Use this notebook after installing the project requirements to compare baseline greedy decoding with contrastive decoding across multiple prompts.

In [None]:
import transformers as tr

from contrastive_decoding import CDConfig, contrastive_decode, format_prompt, load_model, pick_device_dtype
from contrastive_decoding.utils import ensure_padding_token

amateur_path = "Qwen/Qwen2.5-Coder-0.5B-Instruct"
expert_path = "Qwen/Qwen2.5-1.5B-Instruct"

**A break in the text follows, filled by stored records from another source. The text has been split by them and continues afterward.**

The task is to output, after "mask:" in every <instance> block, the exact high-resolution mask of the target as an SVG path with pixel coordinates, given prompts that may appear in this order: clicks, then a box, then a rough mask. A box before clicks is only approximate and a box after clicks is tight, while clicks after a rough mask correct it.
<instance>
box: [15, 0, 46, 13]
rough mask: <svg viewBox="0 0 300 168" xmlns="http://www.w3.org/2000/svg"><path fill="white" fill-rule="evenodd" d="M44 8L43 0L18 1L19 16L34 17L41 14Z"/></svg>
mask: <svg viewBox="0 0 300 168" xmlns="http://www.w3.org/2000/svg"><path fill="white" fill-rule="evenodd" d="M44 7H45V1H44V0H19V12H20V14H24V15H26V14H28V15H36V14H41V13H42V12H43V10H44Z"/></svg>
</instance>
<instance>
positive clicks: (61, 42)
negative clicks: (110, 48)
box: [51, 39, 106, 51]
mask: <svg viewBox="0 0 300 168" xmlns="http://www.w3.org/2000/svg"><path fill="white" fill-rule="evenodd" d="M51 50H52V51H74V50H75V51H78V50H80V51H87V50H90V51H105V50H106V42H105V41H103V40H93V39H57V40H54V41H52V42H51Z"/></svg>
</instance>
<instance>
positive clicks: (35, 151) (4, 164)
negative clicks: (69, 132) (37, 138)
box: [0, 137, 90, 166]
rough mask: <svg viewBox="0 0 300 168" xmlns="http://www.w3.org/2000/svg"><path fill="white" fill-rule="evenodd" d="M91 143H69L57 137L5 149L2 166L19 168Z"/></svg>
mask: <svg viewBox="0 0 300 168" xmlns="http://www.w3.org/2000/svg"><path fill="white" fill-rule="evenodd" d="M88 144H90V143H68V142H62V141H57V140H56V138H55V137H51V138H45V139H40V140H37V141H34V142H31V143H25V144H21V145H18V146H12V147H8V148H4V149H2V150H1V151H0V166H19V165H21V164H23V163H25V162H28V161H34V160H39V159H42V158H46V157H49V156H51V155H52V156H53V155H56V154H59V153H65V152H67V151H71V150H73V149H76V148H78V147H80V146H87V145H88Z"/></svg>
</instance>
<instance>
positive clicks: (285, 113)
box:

device, dtype = pick_device_dtype()
tokenizer = tr.AutoTokenizer.from_pretrained(expert_path)
ensure_padding_token(tokenizer)

expert = load_model(expert_path, device, dtype)
amateur = load_model(amateur_path, device, dtype)

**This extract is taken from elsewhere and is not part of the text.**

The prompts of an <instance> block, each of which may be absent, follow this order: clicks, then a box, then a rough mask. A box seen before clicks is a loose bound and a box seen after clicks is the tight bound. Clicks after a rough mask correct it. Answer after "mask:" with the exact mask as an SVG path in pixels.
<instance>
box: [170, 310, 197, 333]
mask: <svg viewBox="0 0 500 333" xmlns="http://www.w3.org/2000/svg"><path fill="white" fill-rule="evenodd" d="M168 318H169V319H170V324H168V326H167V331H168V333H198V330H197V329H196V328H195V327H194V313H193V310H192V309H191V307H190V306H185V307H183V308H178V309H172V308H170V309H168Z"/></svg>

cfg = CDConfig(max_new_tokens=40, alpha=0.1, top_k=50, stream=False)

prompts = {
    "Haiku": open('examples/haiku.txt').read().strip(),
    "Docstring": open('examples/docstring.txt').read().strip(),
    "Custom": "Summarize the key goals of contrastive decoding in two sentences.",
}

for name, user_prompt in prompts.items():
    formatted = format_prompt(tokenizer, user_prompt, use_chat_template=True)
    print(f"\n## {name}\n")
    print(contrastive_decode(amateur, expert, tokenizer, formatted, cfg, device))


Experiment with `alpha`, `top_k`, and `tau_amateur` to see how the resulting generations change. For longer generations you may also want to disable streaming (`--no-stream`) when using the CLI.